鬼課長の魔法の義足。(11/24修正完結済み)

そうしたら課長とロンさん達がスタートラインに現れた。
現れた途端、観客からたくさんの声援が飛び交った。
応援メッセージが書いた旗を広げる人もいた。
するとロンさんがサングラスを取り手を挙げた。
声援が飛び交う中で特に女性ファンから
たくさんの黄色い声援が飛んだ。

「キャアアッ~ロン様!!」

中には、ロン様コールが鳴り響いた。
相変わらず凄いモテモテだわ。
モデルもやっているし、これだけ美形なら
モテモテなのも頷ける。
しかも王者としての実力もあるし……期待も大きい。
誰もが認める実力者だ。でも、課長の応援だって凄い。
特に日本側の観客席からたくさんの
課長コールも負けずに飛び交った。

「日向選手。
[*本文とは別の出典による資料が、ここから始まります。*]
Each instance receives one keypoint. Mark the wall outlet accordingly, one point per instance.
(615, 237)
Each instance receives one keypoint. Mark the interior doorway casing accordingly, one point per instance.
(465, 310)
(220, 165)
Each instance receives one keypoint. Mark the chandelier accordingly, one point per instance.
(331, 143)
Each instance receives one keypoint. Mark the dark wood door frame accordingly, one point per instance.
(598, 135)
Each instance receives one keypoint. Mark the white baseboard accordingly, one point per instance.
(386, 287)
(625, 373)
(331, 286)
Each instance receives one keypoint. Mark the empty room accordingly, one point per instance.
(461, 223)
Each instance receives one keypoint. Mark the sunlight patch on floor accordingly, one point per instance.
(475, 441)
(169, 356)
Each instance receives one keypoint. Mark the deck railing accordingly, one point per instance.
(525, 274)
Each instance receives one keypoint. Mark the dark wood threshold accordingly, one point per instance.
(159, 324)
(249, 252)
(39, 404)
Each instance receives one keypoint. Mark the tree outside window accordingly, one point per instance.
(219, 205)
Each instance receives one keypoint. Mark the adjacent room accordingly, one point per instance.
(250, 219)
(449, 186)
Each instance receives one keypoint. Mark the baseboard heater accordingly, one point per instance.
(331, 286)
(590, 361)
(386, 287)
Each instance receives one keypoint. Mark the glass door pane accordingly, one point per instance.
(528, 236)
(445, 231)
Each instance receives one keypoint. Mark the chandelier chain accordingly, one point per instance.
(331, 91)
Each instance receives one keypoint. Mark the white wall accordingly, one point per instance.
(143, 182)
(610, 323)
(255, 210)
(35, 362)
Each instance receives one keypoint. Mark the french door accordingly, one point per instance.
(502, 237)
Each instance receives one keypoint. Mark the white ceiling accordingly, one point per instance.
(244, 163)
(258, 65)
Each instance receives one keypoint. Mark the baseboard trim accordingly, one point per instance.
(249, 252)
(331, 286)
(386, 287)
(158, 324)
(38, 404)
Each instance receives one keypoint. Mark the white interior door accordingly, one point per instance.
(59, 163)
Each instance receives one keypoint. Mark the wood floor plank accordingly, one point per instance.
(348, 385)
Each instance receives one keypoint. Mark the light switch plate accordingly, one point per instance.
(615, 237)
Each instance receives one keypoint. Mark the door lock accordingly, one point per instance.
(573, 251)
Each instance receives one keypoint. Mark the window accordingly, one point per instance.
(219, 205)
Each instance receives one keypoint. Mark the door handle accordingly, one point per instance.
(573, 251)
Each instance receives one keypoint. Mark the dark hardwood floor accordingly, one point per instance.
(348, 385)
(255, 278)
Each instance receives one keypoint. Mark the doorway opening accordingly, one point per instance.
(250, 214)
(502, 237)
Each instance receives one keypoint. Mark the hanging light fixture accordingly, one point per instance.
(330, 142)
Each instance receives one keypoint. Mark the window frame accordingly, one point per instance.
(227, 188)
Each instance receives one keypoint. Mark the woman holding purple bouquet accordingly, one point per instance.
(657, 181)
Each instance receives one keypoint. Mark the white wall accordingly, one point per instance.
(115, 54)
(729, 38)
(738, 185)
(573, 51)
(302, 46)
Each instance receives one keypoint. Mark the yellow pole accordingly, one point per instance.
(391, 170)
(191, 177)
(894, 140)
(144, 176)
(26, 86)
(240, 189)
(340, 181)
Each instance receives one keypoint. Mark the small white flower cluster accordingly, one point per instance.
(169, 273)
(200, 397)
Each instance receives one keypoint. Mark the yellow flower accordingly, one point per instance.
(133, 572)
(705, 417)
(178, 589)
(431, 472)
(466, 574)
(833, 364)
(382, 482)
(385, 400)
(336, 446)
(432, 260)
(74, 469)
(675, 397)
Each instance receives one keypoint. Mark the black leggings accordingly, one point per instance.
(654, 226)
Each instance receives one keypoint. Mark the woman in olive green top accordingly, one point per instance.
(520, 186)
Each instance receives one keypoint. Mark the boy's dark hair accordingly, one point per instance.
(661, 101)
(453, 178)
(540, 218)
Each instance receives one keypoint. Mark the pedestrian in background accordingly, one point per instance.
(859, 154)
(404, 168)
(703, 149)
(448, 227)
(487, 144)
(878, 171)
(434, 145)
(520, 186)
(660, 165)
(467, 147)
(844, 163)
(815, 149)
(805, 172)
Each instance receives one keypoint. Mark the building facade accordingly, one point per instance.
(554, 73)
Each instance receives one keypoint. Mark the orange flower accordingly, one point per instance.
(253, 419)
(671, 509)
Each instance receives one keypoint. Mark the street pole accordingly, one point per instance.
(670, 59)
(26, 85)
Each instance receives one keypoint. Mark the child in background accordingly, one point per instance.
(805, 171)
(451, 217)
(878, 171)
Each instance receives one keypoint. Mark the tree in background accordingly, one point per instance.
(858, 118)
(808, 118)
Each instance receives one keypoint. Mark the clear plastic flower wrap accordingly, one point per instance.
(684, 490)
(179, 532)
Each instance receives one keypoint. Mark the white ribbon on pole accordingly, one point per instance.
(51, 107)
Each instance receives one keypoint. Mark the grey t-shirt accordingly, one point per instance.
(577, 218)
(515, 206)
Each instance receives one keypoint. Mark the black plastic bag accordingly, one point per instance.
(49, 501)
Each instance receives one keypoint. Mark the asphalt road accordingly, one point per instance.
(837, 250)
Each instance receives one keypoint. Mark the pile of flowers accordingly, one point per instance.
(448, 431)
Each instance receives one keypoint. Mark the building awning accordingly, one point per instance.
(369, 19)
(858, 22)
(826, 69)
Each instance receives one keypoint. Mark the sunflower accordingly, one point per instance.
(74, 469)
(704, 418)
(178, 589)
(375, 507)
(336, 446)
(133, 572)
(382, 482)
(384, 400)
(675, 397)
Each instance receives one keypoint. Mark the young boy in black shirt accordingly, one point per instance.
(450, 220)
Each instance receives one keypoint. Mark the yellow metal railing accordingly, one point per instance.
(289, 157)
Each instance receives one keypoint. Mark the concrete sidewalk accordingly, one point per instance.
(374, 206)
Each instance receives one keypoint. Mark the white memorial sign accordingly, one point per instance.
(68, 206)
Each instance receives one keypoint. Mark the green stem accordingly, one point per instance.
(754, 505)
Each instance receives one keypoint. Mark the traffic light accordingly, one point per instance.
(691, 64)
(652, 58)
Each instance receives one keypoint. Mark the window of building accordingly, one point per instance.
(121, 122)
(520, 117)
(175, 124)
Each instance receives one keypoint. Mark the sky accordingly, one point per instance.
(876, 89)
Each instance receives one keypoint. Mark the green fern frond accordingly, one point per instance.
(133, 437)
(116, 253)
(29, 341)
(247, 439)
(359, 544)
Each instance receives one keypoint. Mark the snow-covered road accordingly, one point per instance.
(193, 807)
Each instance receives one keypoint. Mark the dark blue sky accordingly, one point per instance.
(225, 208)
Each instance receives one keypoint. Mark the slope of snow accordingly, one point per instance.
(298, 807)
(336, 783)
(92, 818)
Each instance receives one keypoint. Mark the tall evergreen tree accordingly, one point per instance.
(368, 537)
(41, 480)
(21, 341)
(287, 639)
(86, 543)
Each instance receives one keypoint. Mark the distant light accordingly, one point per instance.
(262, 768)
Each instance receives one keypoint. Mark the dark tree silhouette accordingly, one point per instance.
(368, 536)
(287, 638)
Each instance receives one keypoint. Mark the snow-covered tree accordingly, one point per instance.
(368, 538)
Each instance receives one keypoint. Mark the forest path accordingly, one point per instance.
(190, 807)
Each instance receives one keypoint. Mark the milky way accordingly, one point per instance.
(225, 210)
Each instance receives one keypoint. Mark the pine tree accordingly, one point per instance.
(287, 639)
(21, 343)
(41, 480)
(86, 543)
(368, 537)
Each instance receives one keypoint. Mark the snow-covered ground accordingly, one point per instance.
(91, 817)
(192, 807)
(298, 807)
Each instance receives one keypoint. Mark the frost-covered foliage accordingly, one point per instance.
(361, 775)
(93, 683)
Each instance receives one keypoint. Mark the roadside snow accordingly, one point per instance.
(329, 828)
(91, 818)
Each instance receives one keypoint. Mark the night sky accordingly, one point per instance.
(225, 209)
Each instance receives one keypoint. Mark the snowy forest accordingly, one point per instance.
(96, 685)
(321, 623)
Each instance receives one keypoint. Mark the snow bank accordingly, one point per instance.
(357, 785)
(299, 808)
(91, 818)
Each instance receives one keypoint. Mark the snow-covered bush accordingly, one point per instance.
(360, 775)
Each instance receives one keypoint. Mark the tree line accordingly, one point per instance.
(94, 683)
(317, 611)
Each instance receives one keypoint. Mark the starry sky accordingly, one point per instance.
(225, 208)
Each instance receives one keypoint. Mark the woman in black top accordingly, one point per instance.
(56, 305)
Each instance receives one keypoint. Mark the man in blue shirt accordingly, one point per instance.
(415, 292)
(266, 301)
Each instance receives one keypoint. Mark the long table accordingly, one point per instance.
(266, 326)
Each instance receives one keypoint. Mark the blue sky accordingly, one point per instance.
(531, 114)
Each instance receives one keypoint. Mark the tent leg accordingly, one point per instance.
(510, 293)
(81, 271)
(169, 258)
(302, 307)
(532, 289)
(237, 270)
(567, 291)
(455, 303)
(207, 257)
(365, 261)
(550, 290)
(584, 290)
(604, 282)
頑張れー!!」

大人から子供まで課長の名前を叫ぶ。
今回のパラリンピックは、日本の東京で
行われたため日本客も多い。
そのお陰で課長の期待も大きかった。

観客の声援に快く応え、余裕のあるロンさんと
違って課長は、真剣に前だけを見ていた。
緊張をしているのかな?と思ったが
生真面目で何事もストイックな課長のことだ。
集中をしているに違いない。

そう思っていたら合図の号砲が鳴った。
走り出す課長とロンさん達。やはり
先頭に立って出てきたのは、課長とロンさんだった。
お互いに最大のライバルと言っているだけあって
実力は、同じぐらいだ。

お互いに一歩も譲らず真っ直ぐ前を向いて走る。
そのフォームは、惚れ惚れするぐらい綺麗だった。
課長とロンさんは、義足なのにそうだと
思わせないぐらいに速く
羽が生えているみたいに軽やかに走っていた。

どちらも脚を切断したという過酷な経験をしたのにも
関わらず、それでも絶望から克服した。
私も怪我が原因で陸上を諦めてしまったけど
課長とロンさんは、それ以上に苦しかっただろう。
一体どれだけの悔し涙を流したのだろうか。

自分だったらきっと耐えられない。
全てに絶望して死にたくなっていただろう。
怪我でもあれだけ苦しかった……。
でも課長とロンさんは、その苦しさから乗り越えた。 
走ることも生きることも諦めなかった。
たくさん努力をして自分を奮い立たせてきた。
それは、きっと血の滲むような努力だったのだろう。

そんな2人が今、全力を出して走っているのだ。
自分の誇りと母国のために。
世界の障害を持っている人達に
勇気と希望を届けるために……。

すると50メートルに差し掛かったとき
一歩前に出てきたのは、ロンさんだった。
さすが『義足の世界絶対王者』と言われているだけは
あってその実力は、圧倒的だった。
また一歩前に出てきた。

このまま行くとロンさんが勝ってしまう。
課長が……負けてしまうのは嫌だ!!

「亮平さーん。頑張って下さーい!!
このまま負けてもいいのですかー!? 
やられたら倍返しにしてください。